During the year, the Georgian government, with funding and technical assistance from UNHCR, the UN Development Program, the Swiss Agency for Development and Cooperation, the World Bank, and the U.S. Agency for International Development, tried to implement a Georgia Self-Reliance Fund designed to integrate displaced people into mainstream Georgian society. By year's end, however, the $1.2 million program had not approved any projects (two were approved in early 2002).

Refugees and internally displaced persons were particularly dependent on international humanitarian assistance in 2001, with Georgia's depressed economy leaving more than half of Georgia's citizens living below the poverty level. Although the government has pledged – and is legally obligated – to provide stipends amounting to the equivalent of $6 (13 Georgian lari) per month to internally displaced persons, in practice, the stipends were only available intermittently. Deng's report noted that internally displaced persons had not received the monthly stipend at all during the five months preceding his mission.

Asylum

Georgia signed the UN Refugee Convention in August 1999, after passing a national Law on Refugees in 1998. Under the law, the Refugee Department within Georgia's Ministry of Refugees and Accommodation is authorized to register asylum seekers and conduct status determinations. However, the Refugee Department has reportedly processed few asylum applications, recognizing only four asylum seekers from outside the Commonwealth of Independent States (CIS) as refugees since 1998, and processing no applications during 2000 or 2001. UNHCR recognized one family (six persons) as refugees in 2001, and resettled them in Norway.

During 2001, no refugee claims were adjudicated. Three cases (two Iranians and one Afghan) were rejected as manifestly unfounded, and did not receive a merits adjudication.

Meskhetian Turks

The Law on Refugees replaced legislation that had enabled returning Meskhetian Turks – who were deported en masse to Central Asia during the Stalin era – to legalize their stay in Georgia. Of nearly 280,000 formerly deported Meskhetians from Georgia, thousands fled persecution or were expelled a second time from Central Asia at the time of the breakup of the Soviet Union and were living as stateless persons in Ukraine, Azerbaijan, and elsewhere in the CIS.

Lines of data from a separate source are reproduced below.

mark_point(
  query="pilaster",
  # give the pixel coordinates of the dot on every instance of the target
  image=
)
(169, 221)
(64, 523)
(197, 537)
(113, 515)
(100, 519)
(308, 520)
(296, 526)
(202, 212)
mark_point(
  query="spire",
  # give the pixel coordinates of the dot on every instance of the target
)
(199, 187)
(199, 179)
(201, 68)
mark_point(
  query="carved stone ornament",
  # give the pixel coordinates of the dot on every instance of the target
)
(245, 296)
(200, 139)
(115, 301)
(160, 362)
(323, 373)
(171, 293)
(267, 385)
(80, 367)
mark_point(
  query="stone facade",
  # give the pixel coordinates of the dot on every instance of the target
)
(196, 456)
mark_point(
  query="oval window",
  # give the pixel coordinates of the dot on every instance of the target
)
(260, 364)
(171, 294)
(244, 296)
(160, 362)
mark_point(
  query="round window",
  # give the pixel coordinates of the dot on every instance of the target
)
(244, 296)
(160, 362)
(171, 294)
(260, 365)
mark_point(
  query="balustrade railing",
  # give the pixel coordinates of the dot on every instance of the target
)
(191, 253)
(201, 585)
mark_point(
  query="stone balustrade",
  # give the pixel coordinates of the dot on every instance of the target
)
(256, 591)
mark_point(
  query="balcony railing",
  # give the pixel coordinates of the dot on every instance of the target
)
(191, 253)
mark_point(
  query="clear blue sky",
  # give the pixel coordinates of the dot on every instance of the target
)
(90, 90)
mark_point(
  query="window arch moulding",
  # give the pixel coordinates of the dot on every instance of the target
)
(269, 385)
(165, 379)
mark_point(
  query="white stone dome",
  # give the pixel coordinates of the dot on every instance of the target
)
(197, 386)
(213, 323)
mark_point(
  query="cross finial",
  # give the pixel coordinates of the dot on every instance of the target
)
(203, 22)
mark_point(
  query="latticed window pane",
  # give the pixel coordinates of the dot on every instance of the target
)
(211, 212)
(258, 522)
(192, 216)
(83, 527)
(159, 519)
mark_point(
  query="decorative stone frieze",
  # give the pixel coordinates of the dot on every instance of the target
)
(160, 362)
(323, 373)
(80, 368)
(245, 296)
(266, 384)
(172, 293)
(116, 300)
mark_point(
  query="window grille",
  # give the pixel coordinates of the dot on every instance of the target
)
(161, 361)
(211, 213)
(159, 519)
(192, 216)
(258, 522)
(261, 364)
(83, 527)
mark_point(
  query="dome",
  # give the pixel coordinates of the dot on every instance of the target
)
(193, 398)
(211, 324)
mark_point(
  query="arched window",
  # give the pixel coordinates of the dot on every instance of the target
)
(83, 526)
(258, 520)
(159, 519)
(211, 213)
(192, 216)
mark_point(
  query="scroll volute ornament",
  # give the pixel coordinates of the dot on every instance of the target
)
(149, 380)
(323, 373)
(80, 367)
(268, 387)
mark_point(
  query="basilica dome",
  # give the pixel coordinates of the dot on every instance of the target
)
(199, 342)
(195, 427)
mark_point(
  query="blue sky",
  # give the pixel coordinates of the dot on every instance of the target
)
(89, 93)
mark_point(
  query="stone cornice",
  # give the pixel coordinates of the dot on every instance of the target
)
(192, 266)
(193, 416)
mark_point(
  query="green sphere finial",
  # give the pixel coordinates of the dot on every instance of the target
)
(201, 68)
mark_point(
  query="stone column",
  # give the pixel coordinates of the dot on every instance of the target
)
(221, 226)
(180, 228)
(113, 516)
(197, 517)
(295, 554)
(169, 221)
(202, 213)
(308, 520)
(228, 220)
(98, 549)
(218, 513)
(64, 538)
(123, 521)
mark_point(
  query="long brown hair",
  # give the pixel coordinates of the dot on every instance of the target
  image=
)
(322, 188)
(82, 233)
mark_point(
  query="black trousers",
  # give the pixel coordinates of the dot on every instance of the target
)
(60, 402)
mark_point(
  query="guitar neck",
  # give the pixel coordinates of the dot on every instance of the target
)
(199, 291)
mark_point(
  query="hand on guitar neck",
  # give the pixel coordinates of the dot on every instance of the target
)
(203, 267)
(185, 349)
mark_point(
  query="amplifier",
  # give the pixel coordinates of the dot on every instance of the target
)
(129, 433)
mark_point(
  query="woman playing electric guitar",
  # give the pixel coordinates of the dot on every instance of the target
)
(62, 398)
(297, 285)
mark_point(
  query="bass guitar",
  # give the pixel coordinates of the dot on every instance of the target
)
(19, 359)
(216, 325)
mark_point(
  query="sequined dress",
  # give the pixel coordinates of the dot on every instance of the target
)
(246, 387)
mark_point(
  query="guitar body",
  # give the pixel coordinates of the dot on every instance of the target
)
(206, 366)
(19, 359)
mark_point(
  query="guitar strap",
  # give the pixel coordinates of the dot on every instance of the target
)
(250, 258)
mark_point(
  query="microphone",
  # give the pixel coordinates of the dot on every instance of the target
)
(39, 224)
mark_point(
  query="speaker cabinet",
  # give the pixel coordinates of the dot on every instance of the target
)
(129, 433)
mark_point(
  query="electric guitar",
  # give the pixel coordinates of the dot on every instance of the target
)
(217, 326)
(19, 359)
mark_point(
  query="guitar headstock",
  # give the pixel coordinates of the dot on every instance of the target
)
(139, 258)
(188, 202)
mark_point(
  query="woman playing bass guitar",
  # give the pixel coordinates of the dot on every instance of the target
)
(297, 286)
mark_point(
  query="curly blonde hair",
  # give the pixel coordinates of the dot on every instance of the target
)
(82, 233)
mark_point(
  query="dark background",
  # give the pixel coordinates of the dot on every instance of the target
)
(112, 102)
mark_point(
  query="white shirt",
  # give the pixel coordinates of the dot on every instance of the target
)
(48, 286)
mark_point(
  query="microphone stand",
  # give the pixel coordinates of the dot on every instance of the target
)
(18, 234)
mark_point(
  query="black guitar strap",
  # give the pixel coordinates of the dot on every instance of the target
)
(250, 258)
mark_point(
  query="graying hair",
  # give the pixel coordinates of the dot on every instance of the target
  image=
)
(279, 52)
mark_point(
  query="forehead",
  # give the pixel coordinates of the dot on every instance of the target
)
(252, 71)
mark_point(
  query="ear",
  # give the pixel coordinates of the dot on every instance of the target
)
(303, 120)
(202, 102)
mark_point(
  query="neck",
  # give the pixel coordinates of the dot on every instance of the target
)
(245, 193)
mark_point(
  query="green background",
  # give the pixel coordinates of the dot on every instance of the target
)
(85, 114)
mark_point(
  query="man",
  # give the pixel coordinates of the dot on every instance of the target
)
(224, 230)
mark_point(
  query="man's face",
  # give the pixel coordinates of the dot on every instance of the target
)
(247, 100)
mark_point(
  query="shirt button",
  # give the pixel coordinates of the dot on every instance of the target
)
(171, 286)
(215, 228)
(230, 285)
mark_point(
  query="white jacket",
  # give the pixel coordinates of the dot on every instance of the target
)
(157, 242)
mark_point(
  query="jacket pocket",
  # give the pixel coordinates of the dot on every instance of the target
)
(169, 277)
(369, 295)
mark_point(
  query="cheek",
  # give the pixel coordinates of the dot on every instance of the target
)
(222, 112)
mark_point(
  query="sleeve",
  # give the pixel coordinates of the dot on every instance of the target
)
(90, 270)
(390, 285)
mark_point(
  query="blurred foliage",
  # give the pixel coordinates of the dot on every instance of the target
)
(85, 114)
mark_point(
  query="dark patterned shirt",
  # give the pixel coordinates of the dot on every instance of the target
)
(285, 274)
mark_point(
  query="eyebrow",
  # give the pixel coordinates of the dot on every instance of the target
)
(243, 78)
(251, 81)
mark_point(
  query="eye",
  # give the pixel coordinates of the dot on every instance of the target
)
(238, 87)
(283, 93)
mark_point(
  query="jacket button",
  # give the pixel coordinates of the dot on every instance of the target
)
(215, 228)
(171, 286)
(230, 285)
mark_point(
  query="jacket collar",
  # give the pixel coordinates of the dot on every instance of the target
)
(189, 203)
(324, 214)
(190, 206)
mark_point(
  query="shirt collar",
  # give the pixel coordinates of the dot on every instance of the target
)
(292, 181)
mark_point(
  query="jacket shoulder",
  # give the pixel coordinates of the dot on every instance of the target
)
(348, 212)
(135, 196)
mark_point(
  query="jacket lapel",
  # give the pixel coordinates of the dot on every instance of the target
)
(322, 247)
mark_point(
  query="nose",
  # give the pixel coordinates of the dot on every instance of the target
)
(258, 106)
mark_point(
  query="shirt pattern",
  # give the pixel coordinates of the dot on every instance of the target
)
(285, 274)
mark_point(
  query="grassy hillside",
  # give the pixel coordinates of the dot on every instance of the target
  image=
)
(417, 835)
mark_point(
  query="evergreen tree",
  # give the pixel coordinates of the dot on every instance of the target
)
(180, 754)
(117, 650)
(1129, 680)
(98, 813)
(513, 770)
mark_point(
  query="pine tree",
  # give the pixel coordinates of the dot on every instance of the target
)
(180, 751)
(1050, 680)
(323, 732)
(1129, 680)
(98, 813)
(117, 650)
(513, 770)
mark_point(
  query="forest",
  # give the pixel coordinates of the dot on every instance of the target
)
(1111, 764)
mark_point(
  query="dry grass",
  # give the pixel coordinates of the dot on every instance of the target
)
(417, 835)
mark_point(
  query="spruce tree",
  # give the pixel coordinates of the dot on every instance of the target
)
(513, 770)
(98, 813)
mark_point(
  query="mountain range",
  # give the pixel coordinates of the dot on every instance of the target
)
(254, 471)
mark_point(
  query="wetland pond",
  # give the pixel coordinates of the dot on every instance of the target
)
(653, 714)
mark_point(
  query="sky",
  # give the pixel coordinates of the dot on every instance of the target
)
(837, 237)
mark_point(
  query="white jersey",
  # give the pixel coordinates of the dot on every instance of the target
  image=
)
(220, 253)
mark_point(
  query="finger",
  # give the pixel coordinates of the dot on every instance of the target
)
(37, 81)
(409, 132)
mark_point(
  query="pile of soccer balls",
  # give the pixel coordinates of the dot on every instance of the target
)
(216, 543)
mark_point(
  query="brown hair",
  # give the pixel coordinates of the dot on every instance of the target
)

Although President Shevardnadze issued a decree in 1999 to begin the process of Meskhetian repatriation within three years, on February 5, 2001, he told a press conference that implementation of the plan would take ten years. He suggested that it would not be reasonable to repatriate the Meskhetian Turks to Georgia, given the current situation in the country. Although Georgian authorities had drafted a law for the rehabilitation of people deported during the 1940s, the law had not been enacted by the end of 2001. The vast majority of Meskhetians continued to face official and public opposition to their return. Of the 644 Meskhetians living in Georgia who lost their legal status in 1998, 32 remained without Georgian citizenship at year's end.